Masalah Infrastruktur hingga Regulasi
Satu faktor penting yang turut berkontribusi menjadi penyebab melempemnya ketahanan dan kedaulatan energi kita ialah masih terbatasnya infrastruktur. “Saat ini tantangan terbesar sektor energi nasional ada tertinggalnya kondisi infrastruktur energi,” ujar Maxensius Tri Sambodo, peneliti Pusat Peneliti Ekonomi Lembaga Ilmu Pengetahuan Indonesia (LIPI).
Maxensius mencontohkan kilang minyak Balongan milik PT Pertamina saat ini telah berumur 20 tahun lebih, dibangun pada tahun 1994. Kilang tersebut harus diperbaharui (upgrade) atau membangun kilang baru. Indonesia juga belum mampu membangun infrastruktur penyulingan minyak dengan tingkat oktan semakin komplek. Diakui Maxensius, pembangunan infrastruktur minyak perlu investasi yang tidak sedikit. “Infrastruktur energi ini butuh investasi banyak. Indonesia belum mampu membangun penyulingan minyak dengan oktan semakin komplek. Saya baru sadar kalau Kilang Balongan itu sudah 20 tahun lebih,” tukas Maxensius.

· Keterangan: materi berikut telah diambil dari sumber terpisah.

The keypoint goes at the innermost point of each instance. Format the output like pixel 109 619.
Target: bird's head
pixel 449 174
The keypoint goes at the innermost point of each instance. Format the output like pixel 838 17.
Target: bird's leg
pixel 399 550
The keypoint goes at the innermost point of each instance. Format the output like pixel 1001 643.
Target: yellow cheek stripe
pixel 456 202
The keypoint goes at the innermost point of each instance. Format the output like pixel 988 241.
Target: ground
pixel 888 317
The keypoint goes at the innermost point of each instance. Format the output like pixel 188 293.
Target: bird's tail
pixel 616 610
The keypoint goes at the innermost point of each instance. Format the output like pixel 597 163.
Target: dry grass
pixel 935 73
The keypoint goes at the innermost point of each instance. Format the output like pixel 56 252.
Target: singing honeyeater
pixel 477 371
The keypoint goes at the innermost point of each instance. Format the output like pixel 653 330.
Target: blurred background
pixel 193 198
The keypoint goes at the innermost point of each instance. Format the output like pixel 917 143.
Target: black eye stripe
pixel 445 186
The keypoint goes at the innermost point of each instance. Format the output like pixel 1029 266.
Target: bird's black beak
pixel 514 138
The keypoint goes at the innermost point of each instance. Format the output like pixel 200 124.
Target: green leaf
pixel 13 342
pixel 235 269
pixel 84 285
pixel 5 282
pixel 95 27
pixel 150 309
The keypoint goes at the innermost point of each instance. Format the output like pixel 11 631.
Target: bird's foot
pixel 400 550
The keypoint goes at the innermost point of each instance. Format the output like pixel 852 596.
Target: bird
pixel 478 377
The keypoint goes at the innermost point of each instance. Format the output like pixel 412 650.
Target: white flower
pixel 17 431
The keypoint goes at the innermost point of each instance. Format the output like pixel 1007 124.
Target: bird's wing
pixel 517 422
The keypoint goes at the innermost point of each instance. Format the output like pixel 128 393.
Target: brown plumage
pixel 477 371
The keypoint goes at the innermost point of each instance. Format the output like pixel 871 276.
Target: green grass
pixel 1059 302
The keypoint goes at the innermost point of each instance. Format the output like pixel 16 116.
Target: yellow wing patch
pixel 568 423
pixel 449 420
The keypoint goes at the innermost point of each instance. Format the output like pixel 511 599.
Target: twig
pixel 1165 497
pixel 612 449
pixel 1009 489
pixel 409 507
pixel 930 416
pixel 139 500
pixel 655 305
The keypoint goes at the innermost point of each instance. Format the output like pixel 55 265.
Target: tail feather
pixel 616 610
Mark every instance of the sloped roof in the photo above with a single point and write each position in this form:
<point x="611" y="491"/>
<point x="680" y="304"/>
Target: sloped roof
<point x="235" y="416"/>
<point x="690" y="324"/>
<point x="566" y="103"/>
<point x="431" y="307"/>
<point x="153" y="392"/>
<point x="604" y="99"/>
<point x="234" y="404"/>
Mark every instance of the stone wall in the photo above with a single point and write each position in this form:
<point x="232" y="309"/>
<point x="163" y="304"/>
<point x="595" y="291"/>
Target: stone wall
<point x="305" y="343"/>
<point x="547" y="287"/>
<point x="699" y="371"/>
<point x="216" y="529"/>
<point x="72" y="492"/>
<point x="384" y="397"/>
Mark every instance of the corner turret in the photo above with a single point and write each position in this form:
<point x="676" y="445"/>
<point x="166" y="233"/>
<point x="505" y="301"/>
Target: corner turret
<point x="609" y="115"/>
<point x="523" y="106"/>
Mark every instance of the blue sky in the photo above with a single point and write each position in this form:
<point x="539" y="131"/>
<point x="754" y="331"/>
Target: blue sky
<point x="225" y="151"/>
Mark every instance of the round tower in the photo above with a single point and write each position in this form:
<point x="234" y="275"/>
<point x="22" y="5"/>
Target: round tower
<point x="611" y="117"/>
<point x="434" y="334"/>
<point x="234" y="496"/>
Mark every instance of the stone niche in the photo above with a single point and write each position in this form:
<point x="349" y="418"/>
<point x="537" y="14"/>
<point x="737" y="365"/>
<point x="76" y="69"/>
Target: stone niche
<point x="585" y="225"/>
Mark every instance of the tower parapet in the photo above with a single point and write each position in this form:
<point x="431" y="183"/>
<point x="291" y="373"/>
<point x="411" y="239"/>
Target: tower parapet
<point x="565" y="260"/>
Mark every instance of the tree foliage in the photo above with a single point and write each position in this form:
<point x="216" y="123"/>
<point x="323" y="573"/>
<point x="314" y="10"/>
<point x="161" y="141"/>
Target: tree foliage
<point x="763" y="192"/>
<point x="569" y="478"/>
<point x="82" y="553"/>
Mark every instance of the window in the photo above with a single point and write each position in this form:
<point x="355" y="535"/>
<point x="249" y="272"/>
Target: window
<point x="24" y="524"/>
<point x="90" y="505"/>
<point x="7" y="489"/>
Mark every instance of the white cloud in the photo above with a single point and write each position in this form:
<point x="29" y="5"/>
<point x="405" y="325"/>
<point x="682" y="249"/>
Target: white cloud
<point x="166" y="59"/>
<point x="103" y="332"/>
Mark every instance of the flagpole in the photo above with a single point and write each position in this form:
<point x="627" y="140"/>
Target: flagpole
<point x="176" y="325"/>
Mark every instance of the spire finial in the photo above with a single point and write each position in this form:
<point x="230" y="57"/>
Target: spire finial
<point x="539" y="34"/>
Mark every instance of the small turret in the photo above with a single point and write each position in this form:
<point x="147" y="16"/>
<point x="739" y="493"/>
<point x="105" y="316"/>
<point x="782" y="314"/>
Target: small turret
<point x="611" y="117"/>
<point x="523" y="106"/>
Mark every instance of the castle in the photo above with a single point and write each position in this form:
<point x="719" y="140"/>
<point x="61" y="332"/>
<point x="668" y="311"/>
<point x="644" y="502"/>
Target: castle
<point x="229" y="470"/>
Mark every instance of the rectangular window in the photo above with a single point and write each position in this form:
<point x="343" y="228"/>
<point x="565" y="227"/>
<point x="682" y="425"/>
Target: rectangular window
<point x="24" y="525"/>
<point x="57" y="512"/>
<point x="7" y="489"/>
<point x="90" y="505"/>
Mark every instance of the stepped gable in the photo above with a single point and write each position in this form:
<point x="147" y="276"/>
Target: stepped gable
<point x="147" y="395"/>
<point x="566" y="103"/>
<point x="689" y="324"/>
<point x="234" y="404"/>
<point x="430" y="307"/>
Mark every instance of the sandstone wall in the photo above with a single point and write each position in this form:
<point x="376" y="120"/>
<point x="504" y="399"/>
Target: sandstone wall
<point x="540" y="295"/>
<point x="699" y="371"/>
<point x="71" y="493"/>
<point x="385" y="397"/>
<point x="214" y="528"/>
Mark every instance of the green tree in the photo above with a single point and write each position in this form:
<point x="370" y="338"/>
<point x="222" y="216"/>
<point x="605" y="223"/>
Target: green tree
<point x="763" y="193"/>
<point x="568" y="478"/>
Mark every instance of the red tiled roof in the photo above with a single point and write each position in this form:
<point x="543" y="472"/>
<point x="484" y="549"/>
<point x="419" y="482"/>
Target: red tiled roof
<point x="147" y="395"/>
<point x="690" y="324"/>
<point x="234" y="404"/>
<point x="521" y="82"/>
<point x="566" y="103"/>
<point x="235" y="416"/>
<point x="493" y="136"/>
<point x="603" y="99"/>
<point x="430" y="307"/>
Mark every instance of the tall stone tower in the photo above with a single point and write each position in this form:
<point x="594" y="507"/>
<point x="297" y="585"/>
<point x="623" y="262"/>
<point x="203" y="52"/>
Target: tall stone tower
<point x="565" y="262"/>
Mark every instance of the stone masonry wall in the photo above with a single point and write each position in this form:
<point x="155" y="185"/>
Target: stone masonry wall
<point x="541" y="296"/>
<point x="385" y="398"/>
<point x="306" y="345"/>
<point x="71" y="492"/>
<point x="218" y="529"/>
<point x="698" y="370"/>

Selain masalah infrastruktur, kemandirian dan ketahanan energi nasional juga terkendala harga. Selain itu komitmen semua stakeholder terkait juga masih banyak diragukan oleh berbagai kalangan dan masyarakat. “Tantangan lain kemandirian dan ketahanan energi nasional adalah koordinasi. Ini lah yang perlu dijawab oleh semua pihak terkait di Tanah Air,” pungkas Max.
Persoalan lain yang tak kalah pelik adalah regulasi. Pakar Energy Security Dirgo Purbo melihat ada persoalan mendasar terkait UU Migas yang perlu diamandemen. Dia ini menilai, keberadaan SKK Migas dan BPH Migas, dilihat sebagai bagian dari skema asing untuk memarginalisasi peran atau penguasaan migas Indonesia dari hulu hingga hilir.
“Coba bandingkan dengan UU Pertamina No 8/1971, dimana Pertamina menguasai bisnis strategis itu dari hulu hingga hilir, sementara sekarang kondisinya di-un-bundling. Kalau mau fair, harusnya bukan hanya SKK Migas yang dibubarkan tetapi BPH Migas juga yang mengatur tataniaga minyak di sektor hilir,” kata Dirgo.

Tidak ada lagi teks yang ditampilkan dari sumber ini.